Just came across this article on CNN regarding XOM getting booted from the DJIA:









Exxon was the world's largest company in 2013. Now it's being kicked out of the Dow


For decades, ExxonMobil was an unstoppable machine. It made gobs of money, spent that cash wisely and rewarded shareholders lavishly.




www.cnn.com





Some bad luck with oil and gas prices compounded by being late to shale have spelled trouble for XOM (the most valuable company in 2013).
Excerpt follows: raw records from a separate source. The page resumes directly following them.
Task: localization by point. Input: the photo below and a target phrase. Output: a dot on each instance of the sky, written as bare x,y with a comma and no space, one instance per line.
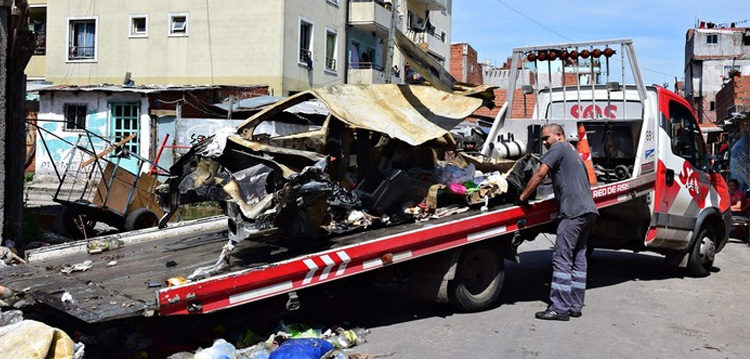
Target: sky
657,27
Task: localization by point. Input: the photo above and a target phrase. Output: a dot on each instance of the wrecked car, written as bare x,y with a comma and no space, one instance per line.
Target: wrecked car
377,155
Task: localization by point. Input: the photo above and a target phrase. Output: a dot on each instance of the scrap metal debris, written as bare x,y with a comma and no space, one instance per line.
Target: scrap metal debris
375,156
78,267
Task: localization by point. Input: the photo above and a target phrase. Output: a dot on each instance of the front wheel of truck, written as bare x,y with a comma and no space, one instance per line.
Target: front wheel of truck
479,278
701,257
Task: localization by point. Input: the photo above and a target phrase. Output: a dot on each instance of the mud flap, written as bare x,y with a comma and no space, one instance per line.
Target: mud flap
430,276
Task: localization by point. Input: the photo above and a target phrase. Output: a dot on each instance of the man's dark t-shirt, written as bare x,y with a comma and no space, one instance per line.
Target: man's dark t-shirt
569,180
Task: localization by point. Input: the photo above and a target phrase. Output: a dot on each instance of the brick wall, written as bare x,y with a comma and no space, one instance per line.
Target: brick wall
464,64
734,96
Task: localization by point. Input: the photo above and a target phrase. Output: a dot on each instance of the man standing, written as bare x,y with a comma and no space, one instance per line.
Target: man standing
577,213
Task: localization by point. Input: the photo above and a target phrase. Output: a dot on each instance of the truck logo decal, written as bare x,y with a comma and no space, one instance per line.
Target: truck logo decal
691,181
593,111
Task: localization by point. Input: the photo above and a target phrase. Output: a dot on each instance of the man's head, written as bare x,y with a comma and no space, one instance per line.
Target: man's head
734,185
552,133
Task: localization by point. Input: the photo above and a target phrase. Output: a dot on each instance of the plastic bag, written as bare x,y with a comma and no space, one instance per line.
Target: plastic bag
302,349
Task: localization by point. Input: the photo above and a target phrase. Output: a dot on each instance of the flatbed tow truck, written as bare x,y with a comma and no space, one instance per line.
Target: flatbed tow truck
664,200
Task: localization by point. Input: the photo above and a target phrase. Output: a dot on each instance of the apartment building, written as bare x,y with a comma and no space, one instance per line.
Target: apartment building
290,45
713,55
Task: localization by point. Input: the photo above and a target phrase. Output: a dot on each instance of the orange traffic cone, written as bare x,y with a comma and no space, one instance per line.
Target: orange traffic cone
585,152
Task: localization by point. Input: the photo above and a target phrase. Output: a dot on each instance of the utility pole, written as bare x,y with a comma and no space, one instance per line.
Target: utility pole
389,50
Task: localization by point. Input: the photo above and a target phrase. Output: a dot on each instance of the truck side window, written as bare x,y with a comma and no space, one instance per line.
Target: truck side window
687,141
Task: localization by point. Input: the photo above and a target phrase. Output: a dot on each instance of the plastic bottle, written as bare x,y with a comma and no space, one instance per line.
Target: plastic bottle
346,339
220,350
11,317
259,351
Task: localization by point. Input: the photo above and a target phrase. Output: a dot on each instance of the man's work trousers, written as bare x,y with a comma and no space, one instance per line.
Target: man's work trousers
568,286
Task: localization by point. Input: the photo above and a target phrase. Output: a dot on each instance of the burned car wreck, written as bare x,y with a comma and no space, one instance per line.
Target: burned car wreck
377,155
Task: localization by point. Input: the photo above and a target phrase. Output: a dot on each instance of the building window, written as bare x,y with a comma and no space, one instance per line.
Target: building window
138,26
38,25
75,116
125,117
331,50
178,24
305,43
731,70
687,141
82,39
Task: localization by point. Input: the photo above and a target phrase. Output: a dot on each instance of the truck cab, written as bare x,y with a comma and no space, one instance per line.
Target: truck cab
635,134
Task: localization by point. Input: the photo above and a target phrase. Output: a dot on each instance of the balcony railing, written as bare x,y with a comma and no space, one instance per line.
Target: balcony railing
81,52
366,65
330,64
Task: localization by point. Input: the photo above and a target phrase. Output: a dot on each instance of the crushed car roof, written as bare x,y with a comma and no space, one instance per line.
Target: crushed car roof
413,114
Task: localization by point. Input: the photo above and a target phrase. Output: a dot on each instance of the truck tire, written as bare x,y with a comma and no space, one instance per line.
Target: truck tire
141,218
479,278
701,257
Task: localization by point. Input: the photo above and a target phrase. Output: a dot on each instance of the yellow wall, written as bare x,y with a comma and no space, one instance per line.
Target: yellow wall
36,67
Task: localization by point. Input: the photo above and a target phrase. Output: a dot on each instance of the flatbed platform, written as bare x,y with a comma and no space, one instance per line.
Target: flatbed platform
129,288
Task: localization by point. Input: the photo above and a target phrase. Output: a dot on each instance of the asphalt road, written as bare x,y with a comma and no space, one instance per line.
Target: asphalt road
636,306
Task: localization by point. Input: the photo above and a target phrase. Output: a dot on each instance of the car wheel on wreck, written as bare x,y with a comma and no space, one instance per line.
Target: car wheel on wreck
141,218
479,277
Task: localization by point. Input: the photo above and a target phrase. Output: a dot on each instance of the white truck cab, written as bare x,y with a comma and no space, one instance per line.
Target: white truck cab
636,134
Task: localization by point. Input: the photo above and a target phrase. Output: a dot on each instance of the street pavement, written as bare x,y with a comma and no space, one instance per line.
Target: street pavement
636,306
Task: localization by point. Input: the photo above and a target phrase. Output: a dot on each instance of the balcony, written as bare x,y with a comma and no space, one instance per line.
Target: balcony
429,40
368,73
370,16
431,5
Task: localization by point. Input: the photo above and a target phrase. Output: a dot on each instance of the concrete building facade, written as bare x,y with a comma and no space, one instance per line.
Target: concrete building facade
290,45
712,56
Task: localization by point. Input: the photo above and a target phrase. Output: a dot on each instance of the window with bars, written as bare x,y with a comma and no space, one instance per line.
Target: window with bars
82,39
75,116
124,122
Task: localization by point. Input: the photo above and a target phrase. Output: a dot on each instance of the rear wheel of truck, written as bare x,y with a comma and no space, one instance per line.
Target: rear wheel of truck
479,278
141,218
701,257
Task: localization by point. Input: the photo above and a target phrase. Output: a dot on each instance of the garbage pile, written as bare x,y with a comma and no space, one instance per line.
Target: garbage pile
312,204
295,341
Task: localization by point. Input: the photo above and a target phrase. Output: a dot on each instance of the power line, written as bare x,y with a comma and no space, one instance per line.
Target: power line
534,21
568,38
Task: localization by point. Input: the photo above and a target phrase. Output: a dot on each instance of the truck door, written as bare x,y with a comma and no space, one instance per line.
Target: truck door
682,182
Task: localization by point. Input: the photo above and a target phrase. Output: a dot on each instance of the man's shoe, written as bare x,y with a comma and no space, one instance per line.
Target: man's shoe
551,314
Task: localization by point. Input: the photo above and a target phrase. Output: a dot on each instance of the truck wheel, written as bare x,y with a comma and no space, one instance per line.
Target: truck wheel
701,257
77,225
479,278
141,218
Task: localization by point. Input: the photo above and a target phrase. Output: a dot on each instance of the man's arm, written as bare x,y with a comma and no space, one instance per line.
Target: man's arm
736,207
534,182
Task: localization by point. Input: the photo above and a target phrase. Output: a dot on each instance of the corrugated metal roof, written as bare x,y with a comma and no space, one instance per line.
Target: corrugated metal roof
126,89
413,114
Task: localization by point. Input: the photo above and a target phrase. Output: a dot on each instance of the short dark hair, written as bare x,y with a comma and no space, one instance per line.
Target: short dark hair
555,128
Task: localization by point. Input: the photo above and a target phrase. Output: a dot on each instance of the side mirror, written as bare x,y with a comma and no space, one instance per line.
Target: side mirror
670,177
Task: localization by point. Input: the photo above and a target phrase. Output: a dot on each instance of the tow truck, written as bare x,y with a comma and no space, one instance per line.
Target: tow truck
655,191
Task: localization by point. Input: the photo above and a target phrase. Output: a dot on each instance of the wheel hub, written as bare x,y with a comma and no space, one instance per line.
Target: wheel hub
707,250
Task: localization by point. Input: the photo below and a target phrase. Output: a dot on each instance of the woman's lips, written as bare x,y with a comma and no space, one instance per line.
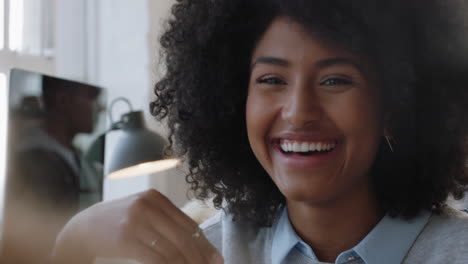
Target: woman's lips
305,154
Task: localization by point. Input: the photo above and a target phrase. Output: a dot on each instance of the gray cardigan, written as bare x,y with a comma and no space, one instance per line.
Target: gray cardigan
444,240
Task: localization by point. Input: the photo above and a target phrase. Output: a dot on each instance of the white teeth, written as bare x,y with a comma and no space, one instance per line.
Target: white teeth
312,147
295,146
319,146
304,147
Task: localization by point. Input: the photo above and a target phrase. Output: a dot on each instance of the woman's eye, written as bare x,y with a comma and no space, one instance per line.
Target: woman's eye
336,81
271,80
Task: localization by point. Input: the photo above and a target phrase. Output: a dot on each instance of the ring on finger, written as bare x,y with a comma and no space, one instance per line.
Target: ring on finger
154,243
197,232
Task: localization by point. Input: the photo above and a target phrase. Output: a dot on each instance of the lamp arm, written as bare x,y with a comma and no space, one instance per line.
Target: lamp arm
118,99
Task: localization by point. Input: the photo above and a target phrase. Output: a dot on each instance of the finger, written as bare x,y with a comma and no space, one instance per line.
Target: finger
159,200
142,253
211,254
178,236
159,244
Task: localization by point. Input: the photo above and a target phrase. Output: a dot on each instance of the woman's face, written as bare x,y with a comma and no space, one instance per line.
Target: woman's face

> Exxon has proudly raised its dividend 37 consecutive years, making the company a member of the dividend aristocrat group. But analysts said that streak is now in jeopardy.
> 
> Last year, Exxon relied on asset sales and borrowing to cover 64% of its dividend payout....


----------



## doctrine (Sep 30, 2011)

Largest company in the world in 2011. <punt>. Currently outspending cash flow on growth and dividends. It will require some constraint on spending and focus on total returns, and not growth. It's oil and gas, not tech.


----------



## AltaRed (Jun 8, 2009)

I agree XOM is going to have to shift to living within their means, focusing on returns and margins versus growth. Global oil demand is not growing anyway, and even if it did, it is the domain of mostly sovereign entities in the Middle East and Russia. XOM would be best to rein in their vast areas of interest and focus on those they can execute best.


----------